Excitement and support is growing for the Working-Class Summit to be held this weekend on 21-22 July 2018.
82 working-class organizations (excluding SAFTU and other trade unions whose numbers we are still consolidating) have confirmed that they will attend this first ever and historic Working Class Summit taking place this weekend, 21–22 July, at UJ Soweto campus. More are confirming all the time and we will provide the list of the participating organisations tomorrow morning.
This is further evidence that more and more South Africans have had enough of the catastrophic levels of poverty, unemployment and inequality and the erosion of democratic rights.
Even the very pro-business Financial Mail – representing the capitalist monopolies, which are the main cause of the crisis – has woken up to the fact that “there’s a toxic brew bubbling under on the fringes of our country”
Its editorial (19 July 2018) goes on: “Over the past few weeks, we’ve seen a sharp rise in protests around SA — be it increasingly volatile demonstrations near Hermanus, or in Mitchells Plain and the Bo-Kaap near Cape Town or in Centurion in Gauteng or in Kimberley. The country has seldom been so close to the edge… It is beginning to whip up into a squall that, some fear, can’t be tamed.”
They are mistaken to think that these protests are only “on the fringes” of society. They are happening all over South Africa and spreading to all the oppressed majority of the people.

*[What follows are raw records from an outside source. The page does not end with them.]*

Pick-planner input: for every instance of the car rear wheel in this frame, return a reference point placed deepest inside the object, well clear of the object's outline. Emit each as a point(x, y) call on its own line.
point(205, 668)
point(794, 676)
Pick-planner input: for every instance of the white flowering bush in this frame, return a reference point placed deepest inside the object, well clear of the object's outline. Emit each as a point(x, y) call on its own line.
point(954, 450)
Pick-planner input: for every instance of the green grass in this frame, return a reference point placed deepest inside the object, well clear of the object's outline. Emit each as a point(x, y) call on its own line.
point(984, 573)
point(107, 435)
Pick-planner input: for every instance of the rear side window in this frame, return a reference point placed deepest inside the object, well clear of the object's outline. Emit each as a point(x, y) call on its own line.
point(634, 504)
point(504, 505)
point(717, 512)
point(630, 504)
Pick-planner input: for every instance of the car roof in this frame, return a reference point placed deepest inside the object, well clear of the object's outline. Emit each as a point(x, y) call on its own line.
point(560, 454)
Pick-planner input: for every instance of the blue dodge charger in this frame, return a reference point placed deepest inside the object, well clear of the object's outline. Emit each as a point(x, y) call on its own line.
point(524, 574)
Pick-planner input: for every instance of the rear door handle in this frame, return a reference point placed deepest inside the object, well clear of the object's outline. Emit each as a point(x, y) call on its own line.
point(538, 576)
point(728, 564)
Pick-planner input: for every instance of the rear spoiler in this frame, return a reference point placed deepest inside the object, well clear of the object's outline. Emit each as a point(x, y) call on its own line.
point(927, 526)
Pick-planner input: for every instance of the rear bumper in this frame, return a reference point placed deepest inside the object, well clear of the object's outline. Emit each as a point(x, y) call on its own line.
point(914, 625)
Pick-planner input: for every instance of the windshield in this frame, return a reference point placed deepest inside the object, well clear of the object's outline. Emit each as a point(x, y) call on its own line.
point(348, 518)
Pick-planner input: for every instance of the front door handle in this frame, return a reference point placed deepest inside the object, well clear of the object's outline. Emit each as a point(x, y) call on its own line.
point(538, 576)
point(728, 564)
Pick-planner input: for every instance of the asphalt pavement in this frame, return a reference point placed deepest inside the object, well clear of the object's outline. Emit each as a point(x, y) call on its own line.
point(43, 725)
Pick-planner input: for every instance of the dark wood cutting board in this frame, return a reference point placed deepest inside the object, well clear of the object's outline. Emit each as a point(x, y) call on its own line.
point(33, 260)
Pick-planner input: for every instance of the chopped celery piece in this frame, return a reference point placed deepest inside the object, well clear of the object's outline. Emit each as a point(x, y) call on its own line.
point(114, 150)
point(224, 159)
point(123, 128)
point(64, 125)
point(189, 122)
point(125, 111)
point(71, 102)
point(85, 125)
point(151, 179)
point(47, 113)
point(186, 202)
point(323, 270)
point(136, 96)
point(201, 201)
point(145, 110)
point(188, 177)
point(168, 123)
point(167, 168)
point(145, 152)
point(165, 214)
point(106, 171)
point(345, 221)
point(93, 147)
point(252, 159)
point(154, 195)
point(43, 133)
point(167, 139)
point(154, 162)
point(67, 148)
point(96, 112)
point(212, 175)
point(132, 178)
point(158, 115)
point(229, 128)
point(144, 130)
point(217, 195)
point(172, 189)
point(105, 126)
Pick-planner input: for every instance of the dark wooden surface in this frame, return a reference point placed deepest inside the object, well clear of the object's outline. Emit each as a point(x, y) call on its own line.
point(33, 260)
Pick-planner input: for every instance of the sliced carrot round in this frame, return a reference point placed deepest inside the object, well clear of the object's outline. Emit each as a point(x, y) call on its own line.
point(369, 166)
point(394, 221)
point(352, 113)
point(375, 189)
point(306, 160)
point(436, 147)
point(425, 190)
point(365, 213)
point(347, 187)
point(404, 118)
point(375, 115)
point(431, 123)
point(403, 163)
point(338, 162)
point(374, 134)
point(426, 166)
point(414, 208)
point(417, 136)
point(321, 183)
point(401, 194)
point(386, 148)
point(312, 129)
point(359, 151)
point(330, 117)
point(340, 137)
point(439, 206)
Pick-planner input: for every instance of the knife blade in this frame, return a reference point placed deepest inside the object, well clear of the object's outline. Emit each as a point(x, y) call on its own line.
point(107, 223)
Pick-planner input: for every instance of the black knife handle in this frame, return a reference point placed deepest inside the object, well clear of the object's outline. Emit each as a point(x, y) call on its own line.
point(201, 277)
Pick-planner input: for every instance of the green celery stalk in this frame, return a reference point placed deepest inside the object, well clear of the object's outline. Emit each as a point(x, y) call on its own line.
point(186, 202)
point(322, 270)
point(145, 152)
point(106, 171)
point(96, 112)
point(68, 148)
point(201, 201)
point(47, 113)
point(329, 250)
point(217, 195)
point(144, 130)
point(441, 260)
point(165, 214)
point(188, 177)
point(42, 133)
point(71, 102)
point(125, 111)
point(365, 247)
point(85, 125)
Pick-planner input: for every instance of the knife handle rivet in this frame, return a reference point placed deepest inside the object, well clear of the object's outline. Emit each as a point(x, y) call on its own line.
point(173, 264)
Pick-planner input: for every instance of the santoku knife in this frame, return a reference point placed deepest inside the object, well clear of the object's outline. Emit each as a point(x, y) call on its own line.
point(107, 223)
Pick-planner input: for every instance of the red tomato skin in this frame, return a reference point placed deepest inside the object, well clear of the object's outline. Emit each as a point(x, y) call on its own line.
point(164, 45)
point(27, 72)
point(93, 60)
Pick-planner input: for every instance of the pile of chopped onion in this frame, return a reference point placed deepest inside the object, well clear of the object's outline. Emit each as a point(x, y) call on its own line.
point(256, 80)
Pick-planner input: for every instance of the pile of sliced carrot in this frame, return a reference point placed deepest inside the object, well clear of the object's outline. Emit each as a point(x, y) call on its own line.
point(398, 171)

The magazine notes that: “Nothing has shifted unemployment from its stubbornly high level of 36.7% (using the expanded definition). Few other democracies could tolerate the human impact of having more than a third of their labour force out of work. Here, we’ve done it for years.”
It quotes from the report by Municipal IQ, which tracks and monitors protests across SA: “The unrest in communities was set to reach a record high this year. By the end of June, Municipal IQ had recorded 144 major service-delivery protests. This is already more than 2016, when 137 such protests were recorded for the entire year. Municipal IQ MD Kevin Allan says there is an “alarming increase in violent confrontations between protesters and police”.
“It’s the sort of volatile undercurrent”, says the editorial, “that, in 2010, sparked the Arab Spring protests across the Middle East, laying waste to the administrations of Tunisia, Egypt, Yemen and Libya… It is little wonder citizens are fed up and taking to the streets. But the ruling elites are still behaving as if the fuse hasn’t been lit — holding “consultations”, “workshops” and “indabas”. They must act now, if there’s still time.”
This most glaring fallacy in the editorial, however, is its view that it is just “the ruling elites” in the ANC who are responsible for this crisis, which is “the consequence of years of neglect under former president Jacob Zuma, whose administration shifted its focus from delivery to accumulation.”
Of course Zuma and his cronies added to the problem with their looting of public resources, but the Financial Mail cannot pretend that it is just the ANC which is implicated, when there is growing evidence that corruption is at least as prevalent the private sector.
It is the billionaire capitalists, and journals like the Financial Mail who slavishly support their “free-market” system, who have brought about this crisis, and who have ignored its inevitable outcome of mass protests.
The ANC leaders share the responsibility precisely because they have for 24 years have equally slavishly followed the policies dictated by these business leaders and the global capitalist financial institutions like the World Bank and the International Monetary Fund (IMF) and their enforcers – the credit ratings agencies.
The GEAR strategy and the National Development Plan are infused with these same ideas, which were translated into successive austerity budgets, which hastened the deterioration of public services, education, healthcare and public transport.
The removal of protective tariffs, even faster than the WTO recommended, speeded up the country’s deindustrialisation and the the collapse of the mining industry, which had dominated the economy for over 100 years. In 1980 mining created 21% of South Africa’s GDP; today that figure is 7%.
These measures have resulted in the dire state of the economy, which is in free-fall, with no sign of recovery, and, as always it is the working class and the poor who suffer most as a result.
These are the policies which have led to the 36.7% unemployment and 60% of South Africa’s black population living in poverty and which have made us the world’s most unequal society, in which 10% of South Africa’s population owns 90% of the country’s wealth.
That is why there has been such a wave of strikes and angry protests across the country. These are both about specific and absolutely legitimate grievances but also part of a groundswell of anger at the way the country and the economy is run, and a call for wealth and power to be transferred to the people as a whole and not the elite class of white monopoly capitalist billionaires.
That is why the Working-Class Summit is so important. It will be an opportunity to unite working class formations, employed and unemployed workers, those in the informal sector and in more secure work, the students and the landless, the homeless and those fighting against the water crisis and the scourge of violence against women and children, into a mass campaign to struggle for a truly free, democratic and equal society.